Henry Wadsworth Longfellow, ed. Poems of Places: An Anthology in 31 Volumes.
Italy: Vols. XI–XIII. 1876–79.
Italy
By Bryan Waller Procter (17871874)F
Unto the lover and the poet dear,
Thou land of sunlit skies and fountains clear,
Of temples, and gray columns, and waving woods,
And mountains, from whose rifts the bursting floods
Rush in bright tumult to the Adrian sea:
O thou romantic land of Italy!
Mother of painting and sweet sounds! though now
The laurels are all torn from off thy brow,
Yet, though the shape of Freedom now no more
May walk in beauty on thy piny shore,
Shall I, upon whose soul thy poets’ lays,
And all thy songs and hundred stories, fell
Like dim Arabian charms, break the soft spell
That bound me to thee in mine earlier days?
Never, divinest Italy,—thou shalt be
For aye the watchword of the heart to me.
Not that because thine iron children hurled
Like arrows o’er the conquest-stricken world
Their tyrannies, but that, in a later day,
Great spirits, and gentle too, triumphing came;
And, as the mighty day-star makes its way
From darkness into light, they toward their fame
Went, gathering splendor till they grew sublime.

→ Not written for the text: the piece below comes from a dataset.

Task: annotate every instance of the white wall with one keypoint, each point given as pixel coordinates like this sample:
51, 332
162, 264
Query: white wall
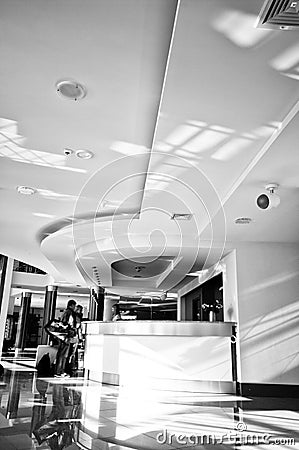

Thy silken language into tales of love,
And fairest far the gentle forms that shine
In thy own poets’ faery songs divine.
O, long as lips shall smile or pitying tears
Rain from the eyes of beauty,—long as fears
Or doubts or hopes shall sear or soothe the heart,
Or flatteries softly fall on woman’s ears,
Or witching words be spoke at twilight hours,
Or tender songs be sung in orange bowers,—
Long as the stars, like ladies’ looks, by night
Shall shine,—more constant and almost as bright,—
So long, though hidden in a foreign shroud,
Shall Dante’s mighty spirit speak aloud:
So long the lamp of fame on Petrarch’s urn
Shall, like the light of learning, duly burn;
And he be loved,—he with his hundred tales,
As varying as the shadowy cloud that sails
Upon the bosom of the April sky,
And musical as when the waters run
Lapsing through sylvan haunts deliciously.
Nor may that gay romancer who hath told
Of knight and damsel and enchantments old,
So well, be e’er forgot; nor he who sung
Of Salem’s holy city lost and won,
The seer-like Tasso, who enamoured hung
On Leonora’s beauty, and became
Her martyr,—blasted by a mingled flame.